Tarik, todo ano eu compro três, quatro, cinco reversoras.

Armador atendido pela Marineno relato de Tarik, do time comercial
A embarcação Galileu X, de casco azul e casaria creme, flutuando num canal com casas ao fundo
O Galileu X logo depois de descer do estaleiro. A embarcação vai receber comandos eletrônicos da Marine.Reprodução/Instagram @tarik_marinetelematics

A resposta da Marine foi a reversão automática do comando eletrônico, que tira o tranco da troca de marcha. “Não tem mais solavanco na caixa”, resume Tarik. O Galileu X, que acabou de descer do estaleiro, é um dos barcos dessa frota que vão receber o sistema, e parar esse barco custa caro, explica ele: “O ticket médio diário dela é bem alto.”

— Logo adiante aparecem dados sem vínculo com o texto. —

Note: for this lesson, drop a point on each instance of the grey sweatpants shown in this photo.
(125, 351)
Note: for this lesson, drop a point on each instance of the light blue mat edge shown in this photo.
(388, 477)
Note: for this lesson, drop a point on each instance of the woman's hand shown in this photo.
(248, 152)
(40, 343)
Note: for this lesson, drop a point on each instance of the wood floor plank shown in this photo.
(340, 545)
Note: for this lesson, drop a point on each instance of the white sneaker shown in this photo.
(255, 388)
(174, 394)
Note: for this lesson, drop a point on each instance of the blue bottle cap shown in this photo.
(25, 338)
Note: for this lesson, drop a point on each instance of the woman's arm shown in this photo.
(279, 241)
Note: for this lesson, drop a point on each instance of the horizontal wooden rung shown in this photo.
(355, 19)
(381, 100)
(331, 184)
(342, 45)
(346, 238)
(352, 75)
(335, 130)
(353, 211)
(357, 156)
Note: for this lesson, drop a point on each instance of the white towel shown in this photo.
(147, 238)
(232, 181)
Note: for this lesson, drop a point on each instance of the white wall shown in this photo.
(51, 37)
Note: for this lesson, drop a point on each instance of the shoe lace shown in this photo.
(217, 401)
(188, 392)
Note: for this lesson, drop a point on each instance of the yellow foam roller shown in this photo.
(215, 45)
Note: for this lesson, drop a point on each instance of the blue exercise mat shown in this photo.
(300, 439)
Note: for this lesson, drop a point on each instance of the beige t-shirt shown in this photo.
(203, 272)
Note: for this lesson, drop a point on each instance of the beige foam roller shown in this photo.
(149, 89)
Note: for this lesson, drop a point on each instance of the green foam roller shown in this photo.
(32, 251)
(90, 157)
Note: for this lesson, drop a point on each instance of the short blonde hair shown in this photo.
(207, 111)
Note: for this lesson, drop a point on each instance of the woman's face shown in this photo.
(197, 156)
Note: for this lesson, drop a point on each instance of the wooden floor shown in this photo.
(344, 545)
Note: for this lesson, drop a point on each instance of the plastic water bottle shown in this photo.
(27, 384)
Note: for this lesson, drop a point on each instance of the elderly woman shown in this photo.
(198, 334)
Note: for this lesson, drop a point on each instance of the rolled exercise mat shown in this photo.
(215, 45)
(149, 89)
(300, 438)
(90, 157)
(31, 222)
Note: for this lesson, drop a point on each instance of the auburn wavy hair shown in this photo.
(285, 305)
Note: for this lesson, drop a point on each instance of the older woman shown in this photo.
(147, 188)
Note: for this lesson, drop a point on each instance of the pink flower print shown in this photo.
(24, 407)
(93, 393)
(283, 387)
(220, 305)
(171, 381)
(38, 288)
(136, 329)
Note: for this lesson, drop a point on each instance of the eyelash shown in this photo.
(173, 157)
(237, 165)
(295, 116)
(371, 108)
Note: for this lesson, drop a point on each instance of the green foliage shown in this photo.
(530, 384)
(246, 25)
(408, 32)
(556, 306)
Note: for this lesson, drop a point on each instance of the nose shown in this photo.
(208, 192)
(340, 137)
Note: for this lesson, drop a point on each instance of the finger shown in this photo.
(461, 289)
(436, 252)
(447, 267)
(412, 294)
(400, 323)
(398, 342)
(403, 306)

Trinta dias no mar, com o armador acompanhando de terra

Um barco de pesca pode passar 30 dias longe da costa, e até pouco tempo o que o armador sabia da viagem era o relato da tripulação na volta. Jairo diz que a telemetria é “talvez a principal função que o mercado de pesca pede”.

Estação de comando preta com visor digital sobre console de madeira, ao lado de um celular com mapa e dados da embarcação
Estação CM300HD num console de madeira, com a telemetria aberta no celular.Reprodução/Instagram @tarik_marinetelematics

Nos barcos equipados pela Marine, o sistema registra rota, operação do motor e acionamento das bombas hidráulicas. Perto da costa, os dados sobem por 4G; longe dela, por satélite, via Starlink. Um dos pesqueiros atendidos chegou perto da linha do Equador transmitindo.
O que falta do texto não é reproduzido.